Figure 1: The Project Management Good Practice Guide hypothesis. (FIGURES 1-5 COURTESY OF ISPE)
Furthermore, in reviewing current trends in both project management and the delivery of pharmaceutical projects, a hypothesis was developed around how the value of project management needed to be developed within the pharmaceutical industry (see Figure 1). Although the purpose of the guide was not to duplicate generic project management practices already contained in other standard project management guidance documents, the guide should and would highlight areas of project management where improvement was value-added (e.g., people management and risk management) even if the challenges for their management were not distinctly different from other industries.

Project-delivery plan

Once the business case for the guide gained ISPE approval, the project for developing the guide began. A project director and project manager were appointed, and a team of key stakeholders was formed. The team developed a vision of success for the project.

With this key structure in place, the core team agreed that for the team to achieve success, all had to behave as "good practice" project managers. The team had to use its combined project-management expertise to deliver quality content in an effective, value-added way. The fundamental philosophy driving the delivery was summarized in one phrase: "practice what we preach." In other words, the team needed to use good practice in project management throughout the guide project. The development of a robust project delivery plan (PDP), therefore, was a key requirement.

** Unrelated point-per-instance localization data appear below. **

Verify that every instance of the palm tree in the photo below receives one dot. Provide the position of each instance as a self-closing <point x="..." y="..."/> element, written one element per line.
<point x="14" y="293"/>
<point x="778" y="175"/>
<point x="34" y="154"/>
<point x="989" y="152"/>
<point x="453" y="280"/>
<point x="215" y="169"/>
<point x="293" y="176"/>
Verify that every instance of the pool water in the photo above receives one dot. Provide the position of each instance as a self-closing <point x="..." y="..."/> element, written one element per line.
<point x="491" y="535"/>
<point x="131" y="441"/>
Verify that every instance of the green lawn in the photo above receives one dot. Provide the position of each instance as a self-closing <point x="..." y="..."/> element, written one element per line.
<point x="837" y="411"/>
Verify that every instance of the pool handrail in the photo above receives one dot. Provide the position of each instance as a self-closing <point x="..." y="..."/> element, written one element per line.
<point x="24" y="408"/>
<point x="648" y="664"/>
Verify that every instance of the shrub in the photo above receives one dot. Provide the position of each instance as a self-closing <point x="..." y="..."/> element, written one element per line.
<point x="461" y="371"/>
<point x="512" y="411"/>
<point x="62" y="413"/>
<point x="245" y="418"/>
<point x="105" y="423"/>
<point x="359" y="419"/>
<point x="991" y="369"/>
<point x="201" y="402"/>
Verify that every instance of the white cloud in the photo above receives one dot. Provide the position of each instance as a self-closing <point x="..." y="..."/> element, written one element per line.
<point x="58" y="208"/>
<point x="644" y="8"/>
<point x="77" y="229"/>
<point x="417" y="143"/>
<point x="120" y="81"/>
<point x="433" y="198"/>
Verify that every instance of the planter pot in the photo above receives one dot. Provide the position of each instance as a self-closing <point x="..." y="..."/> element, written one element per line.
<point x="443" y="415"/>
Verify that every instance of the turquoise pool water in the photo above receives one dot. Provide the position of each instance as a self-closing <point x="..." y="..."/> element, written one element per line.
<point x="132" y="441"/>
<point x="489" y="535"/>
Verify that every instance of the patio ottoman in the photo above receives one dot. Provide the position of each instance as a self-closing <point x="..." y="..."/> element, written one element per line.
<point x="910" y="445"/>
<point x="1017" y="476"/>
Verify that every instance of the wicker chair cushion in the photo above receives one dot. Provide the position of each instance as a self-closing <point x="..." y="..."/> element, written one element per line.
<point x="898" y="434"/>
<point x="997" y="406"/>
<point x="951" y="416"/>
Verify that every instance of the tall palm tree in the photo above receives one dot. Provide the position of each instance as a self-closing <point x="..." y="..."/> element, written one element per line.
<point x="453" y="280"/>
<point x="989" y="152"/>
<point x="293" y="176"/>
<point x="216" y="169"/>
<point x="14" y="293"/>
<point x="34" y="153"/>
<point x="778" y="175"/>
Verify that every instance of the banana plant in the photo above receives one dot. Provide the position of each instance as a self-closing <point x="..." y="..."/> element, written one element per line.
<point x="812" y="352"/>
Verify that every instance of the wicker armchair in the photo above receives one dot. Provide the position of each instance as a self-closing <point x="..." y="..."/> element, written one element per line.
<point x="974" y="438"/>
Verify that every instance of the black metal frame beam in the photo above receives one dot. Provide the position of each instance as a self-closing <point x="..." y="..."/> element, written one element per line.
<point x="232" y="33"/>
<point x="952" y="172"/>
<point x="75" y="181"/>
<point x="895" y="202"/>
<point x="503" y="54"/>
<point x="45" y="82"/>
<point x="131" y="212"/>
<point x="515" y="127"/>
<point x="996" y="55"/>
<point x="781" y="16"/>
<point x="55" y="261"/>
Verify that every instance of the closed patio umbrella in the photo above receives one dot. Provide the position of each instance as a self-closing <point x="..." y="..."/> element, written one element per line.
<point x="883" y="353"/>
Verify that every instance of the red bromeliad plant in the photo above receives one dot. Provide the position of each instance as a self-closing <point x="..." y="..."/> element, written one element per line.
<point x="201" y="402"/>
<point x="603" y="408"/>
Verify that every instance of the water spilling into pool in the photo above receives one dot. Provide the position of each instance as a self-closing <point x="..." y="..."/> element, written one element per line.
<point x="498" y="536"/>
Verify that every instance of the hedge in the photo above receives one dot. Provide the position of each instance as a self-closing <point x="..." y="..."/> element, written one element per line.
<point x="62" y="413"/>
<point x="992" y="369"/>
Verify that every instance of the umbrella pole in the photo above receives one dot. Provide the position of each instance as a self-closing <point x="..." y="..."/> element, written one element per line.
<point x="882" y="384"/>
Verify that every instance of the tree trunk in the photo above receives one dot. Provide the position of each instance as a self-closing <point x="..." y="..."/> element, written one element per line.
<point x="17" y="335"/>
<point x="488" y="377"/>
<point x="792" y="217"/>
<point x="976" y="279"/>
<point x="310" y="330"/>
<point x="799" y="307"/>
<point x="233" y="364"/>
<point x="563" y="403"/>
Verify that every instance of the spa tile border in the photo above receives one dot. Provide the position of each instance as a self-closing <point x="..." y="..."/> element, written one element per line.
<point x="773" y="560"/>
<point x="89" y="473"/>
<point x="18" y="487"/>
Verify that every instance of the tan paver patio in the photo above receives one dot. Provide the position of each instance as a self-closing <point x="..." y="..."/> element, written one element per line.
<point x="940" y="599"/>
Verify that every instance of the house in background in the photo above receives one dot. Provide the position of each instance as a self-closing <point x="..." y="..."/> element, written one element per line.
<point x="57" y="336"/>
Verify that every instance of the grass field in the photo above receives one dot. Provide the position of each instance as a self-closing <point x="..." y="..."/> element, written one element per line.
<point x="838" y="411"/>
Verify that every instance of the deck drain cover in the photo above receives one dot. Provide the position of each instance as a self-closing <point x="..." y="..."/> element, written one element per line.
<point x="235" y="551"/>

A PDP requires a project team to fully consider all elements of project delivery before actually starting to deliver the project. For example, in the PM GPG project, the PDP allowed the team to consider its strategy for stakeholder management before making any announcement requiring writers or reviewers involvement.


Figure 2: A stage-gate approach to project management.
The PDP also ensured that the team gained agreement with ISPE on the governance process for publication, agreed-on key stage gates, and "go or no/go" decisions throughout the writing, reviewing, and publishing process. Figure 2 shows an example of the stage-gate process developed for pharmaceutical projects. It emphasizes the lifecycle approach to project management and the value of stage gates as a way to check that progress should continue; key questions are asked and answered with supporting data.

The approach to managing stakeholders involved working as a small core team to develop the guide structure and key concepts. Involvement of subject-matter experts (SMEs) was requested so that small chapter teams could be formed, each led by a member of the core team. A schedule was developed based on the agreed-on stage gates, and milestones were used to review progress with each chapter team.

In this way, the guide team avoided the usual collaborative document development process of starting with too many eager volunteers who slowly decline to be the active team of writers. In order to effectively engage the industry, the team needed to develop the guide quickly and in a lean manner. Those wanting to get involved, but without the time, were encouraged to get involved in the industry review, a crucial aspect of the whole process.